This carrot cake recipe calls for applesauce in place of half the oil and fat-free cream cheese instead of regular cream cheese. These substitutions cut the fat by two-thirds and calories by one-third compared with the original recipe.
Heat the oven to 350 F. Lightly coat a 9-by-13-inch cake pan with cooking spray. Dust with a bit of flour (about 1 tablespoon) and turn the pan over to remove most of the flour.
In a medium saucepan, add the carrots and water. Bring to a boil and cook for 5 minutes. Drain the water and set aside to cool.
In a large bowl, whisk together the flour, sugar, baking soda and cinnamon.
In another bowl, using an electric mixer on low speed, beat together the oil, applesauce, egg whites and vanilla. Add the flour mixture and beat until well blended. Fold in the cooked carrots, walnuts, coconut and pineapple.

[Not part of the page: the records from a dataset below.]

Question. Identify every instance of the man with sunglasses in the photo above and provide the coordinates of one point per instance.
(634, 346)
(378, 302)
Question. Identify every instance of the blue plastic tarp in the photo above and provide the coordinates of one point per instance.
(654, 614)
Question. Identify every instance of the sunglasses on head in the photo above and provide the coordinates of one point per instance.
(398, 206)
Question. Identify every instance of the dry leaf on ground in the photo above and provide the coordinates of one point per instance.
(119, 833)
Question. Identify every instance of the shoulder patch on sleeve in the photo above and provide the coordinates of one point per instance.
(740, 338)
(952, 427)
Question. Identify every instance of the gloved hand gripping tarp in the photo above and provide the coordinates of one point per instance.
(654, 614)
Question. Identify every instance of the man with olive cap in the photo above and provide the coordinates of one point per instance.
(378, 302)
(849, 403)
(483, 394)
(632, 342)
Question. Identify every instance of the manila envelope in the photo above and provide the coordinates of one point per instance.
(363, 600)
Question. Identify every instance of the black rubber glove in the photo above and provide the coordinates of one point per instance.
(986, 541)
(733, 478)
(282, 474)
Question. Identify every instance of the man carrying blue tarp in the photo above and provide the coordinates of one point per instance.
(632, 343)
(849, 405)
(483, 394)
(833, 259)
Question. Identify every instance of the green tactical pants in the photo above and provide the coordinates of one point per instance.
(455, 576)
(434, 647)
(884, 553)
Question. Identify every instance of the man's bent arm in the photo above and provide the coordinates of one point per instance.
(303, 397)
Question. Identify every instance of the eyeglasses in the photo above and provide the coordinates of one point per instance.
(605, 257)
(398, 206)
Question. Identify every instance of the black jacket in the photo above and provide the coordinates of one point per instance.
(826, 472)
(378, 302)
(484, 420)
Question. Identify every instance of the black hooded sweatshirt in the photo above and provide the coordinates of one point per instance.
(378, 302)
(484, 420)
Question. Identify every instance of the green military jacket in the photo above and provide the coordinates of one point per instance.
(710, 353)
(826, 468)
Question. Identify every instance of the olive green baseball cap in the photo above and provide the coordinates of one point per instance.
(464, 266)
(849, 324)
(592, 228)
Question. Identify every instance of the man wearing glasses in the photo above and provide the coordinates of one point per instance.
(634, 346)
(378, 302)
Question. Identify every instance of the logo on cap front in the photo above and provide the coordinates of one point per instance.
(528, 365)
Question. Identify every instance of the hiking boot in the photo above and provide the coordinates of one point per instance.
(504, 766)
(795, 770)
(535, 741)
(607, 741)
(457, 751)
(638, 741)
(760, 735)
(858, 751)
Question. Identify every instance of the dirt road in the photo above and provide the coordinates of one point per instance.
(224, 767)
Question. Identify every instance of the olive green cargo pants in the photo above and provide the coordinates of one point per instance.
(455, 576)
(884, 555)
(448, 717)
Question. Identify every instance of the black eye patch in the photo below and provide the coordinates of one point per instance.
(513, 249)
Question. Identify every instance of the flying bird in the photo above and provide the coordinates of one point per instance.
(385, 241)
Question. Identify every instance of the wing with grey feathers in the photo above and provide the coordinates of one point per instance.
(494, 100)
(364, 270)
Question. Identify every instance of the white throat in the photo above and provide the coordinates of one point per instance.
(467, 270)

Pour the batter into the prepared pan. Bake until a toothpick inserted into the center of the cake comes out clean, about 1 hour. Let cool in the pan on a wire rack for 10 minutes. Remove the cake from the pan and let cool completely on the cooling rack, about 1 hour.
For the frosting: In a small mixing bowl, add cream cheese and beat slowly with an electric mixer. Add the powdered sugar slowly and continue beating. Add the vanilla and lemon juice. Mix until smooth. Frost the top and sides of the cake.